If instead you wish to have Daft use credentials from the "driver", you may wish to manually specify your credentials.

Manually specify credentials#

You may also choose to pass these values into your Daft I/O function calls using a daft.io.GCSConfig config object.

daft.set_planning_config is a convenient way to set your daft.io.IOConfig as the default config to use on any subsequent Daft method calls.

Using Service Account CredentialsUsing OAuth2 TokenAnonymous Access

from daft.io import IOConfig, GCSConfig

# Path to your service account JSON key file
io_config = IOConfig(gcs=GCSConfig(credentials="/path/to/service-account-key.json"))

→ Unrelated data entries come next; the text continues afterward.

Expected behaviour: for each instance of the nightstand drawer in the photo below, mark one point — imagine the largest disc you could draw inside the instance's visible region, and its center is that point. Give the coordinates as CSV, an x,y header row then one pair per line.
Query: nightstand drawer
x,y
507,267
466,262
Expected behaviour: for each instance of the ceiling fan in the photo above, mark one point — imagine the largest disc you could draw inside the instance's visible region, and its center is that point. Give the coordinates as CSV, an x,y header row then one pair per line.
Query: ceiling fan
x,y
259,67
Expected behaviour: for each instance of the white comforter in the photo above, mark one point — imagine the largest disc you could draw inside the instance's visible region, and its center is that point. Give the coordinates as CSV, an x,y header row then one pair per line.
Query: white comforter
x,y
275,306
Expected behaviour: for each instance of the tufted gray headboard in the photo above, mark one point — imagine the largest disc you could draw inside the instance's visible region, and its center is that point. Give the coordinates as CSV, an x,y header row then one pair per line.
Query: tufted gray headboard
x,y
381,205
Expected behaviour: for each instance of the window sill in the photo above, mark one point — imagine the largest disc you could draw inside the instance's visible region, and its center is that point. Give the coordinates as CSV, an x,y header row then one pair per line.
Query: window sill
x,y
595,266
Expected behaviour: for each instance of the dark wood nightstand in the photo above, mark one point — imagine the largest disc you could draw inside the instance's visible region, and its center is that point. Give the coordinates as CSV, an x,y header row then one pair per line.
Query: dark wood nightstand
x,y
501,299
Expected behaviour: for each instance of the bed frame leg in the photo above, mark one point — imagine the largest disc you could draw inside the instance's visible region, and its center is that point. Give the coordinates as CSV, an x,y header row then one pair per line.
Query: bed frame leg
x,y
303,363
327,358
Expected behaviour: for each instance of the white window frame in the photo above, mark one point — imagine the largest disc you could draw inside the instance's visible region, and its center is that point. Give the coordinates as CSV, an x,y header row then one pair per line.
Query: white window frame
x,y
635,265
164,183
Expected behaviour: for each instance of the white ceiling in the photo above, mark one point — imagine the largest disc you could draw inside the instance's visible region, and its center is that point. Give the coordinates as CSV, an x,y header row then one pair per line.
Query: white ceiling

# Globally set the default IOConfig for any subsequent I/O calls
daft.set_planning_config(default_io_config=io_config)

# Perform some I/O operation
df = daft.read_parquet("gs://my_bucket/my_path/**/*")

from daft.io import IOConfig, GCSConfig

# Use an OAuth2 access token directly
io_config = IOConfig(gcs=GCSConfig(token="your-oauth2-access-token"))

# Perform some I/O operation
df = daft.read_parquet("gs://my_bucket/my_path/**/*", io_config=io_config)

from daft.io import IOConfig, GCSConfig

# Access public buckets without credentials
io_config = IOConfig(gcs=GCSConfig(anonymous=True))

# Read from a public bucket
df = daft.read_parquet("gs://public_bucket/data/**/*", io_config=io_config)

Alternatively, Daft supports overriding the default IOConfig per-operation by passing it into the io_config= keyword argument. This is extremely flexible as you can pass a different daft.io.GCSConfig per function call if you wish!

Per-Operation Config

from daft.io import IOConfig, GCSConfig

io_config = IOConfig(gcs=GCSConfig(credentials="/path/to/service-account-key.json"))

# Perform some I/O operation but override the IOConfig
df2 = daft.read_csv("gs://my_bucket/my_other_path/**/*", io_config=io_config)

Configuration Options#

The daft.io.GCSConfig object supports the following options:

Parameter	Type	Description
`project_id`	`str`	Google Cloud project ID
`credentials`	`str`	Path to service account JSON key file
`token`	`str`	OAuth2 access token
`anonymous`	`bool`	Whether to use anonymous access (for public buckets)
`max_connections`	`int`	Maximum number of concurrent connections
`retry_initial_backoff_ms`	`int`	Initial backoff time in milliseconds for retries
`connect_timeout_ms`	`int`	Connection timeout in milliseconds
`read_timeout_ms`	`int`	Read timeout in milliseconds
`num_tries`	`int`	Number of retry attempts